Several basic limitations were associated with this study that need further development to be used in rehabilitation robots under real-world conditions. sEMG and MMG signals with specific motions were collected from healthy volunteers in a laboratory environment. Therefore, the performance of this model in real scenario with unscripted free-form activities performed by elderly or actual patients is unknown. Although no considerable difference in the inherent characteristics of the sEMG and MMG signals was found between subjects with and without disabilities, the amplitude and frequency of the signal still influenced the estimation accuracy.
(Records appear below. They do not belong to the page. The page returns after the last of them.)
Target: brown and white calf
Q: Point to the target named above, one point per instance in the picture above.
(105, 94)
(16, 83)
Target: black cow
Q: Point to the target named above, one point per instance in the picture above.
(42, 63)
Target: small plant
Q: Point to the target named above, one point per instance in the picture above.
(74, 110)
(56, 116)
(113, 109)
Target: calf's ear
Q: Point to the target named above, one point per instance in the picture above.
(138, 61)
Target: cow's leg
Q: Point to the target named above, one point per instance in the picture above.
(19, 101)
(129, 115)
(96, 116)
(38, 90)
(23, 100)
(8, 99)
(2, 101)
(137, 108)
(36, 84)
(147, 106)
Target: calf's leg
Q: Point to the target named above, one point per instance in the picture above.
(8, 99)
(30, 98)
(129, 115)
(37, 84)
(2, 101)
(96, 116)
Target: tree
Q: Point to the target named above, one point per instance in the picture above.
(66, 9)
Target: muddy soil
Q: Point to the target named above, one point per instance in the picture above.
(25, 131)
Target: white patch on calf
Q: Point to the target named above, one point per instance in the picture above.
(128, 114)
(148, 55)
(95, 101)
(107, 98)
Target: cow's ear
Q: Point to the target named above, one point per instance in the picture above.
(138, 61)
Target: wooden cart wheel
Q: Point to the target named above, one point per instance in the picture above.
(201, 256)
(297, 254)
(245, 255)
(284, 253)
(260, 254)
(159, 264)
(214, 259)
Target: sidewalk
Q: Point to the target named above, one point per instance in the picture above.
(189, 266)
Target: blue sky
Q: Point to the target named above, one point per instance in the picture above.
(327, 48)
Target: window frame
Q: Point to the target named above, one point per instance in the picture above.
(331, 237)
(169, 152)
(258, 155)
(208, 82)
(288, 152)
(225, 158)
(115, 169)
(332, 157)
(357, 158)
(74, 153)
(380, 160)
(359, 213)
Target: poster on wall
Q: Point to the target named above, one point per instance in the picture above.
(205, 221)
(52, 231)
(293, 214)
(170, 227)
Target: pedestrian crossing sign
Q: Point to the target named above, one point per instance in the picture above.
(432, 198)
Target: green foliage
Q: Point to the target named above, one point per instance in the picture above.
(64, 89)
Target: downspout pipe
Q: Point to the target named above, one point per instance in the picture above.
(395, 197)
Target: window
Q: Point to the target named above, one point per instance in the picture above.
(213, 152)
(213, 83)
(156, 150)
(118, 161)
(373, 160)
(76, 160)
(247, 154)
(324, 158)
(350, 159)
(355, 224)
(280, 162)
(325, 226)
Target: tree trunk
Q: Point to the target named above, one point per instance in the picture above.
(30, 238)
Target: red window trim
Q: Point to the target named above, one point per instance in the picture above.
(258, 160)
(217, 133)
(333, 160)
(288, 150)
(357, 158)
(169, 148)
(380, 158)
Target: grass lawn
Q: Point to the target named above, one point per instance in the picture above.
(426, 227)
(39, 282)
In this study, each individual was trained separately and required multiple repetitions of the task to obtain sufficient data for training and testing purposes. However, its difference from joint motions in real life with a larger task set is unclear. Also, the sEMG-MMG state-space model ignores some complex physiological parameters of HMM, which can result in prediction errors. These conditions need to be investigated before using the proposed model for clinical purposes.

5. Conclusions

In this study, a sEMG-MMG state-space model for multijoint motion estimation was constructed, where the continuous angular displacement could be estimated using the sEMG and MMG signals. Extensive experiments and comparison between the estimations and Codamotion measurements demonstrated the effectiveness of the proposed model. Compared with traditional methods for angle estimation, the proposed technique improved the estimation accuracy and real-time characteristics. In the future, the proposed method could be utilized for the training of rehabilitation robots and exoskeleton robots.

Data Availability

The data used to support the findings of this study are available from the corresponding author upon request.

Conflicts of Interest

The authors declare that they have no conflicts of interest.

Acknowledgments

This work was supported by the National Natural Science Foundation of China (nos. 61971169, 61671197, 61673350, and 60903084), and Jinhua Science and Technology Research Project (no. 2019-3-020).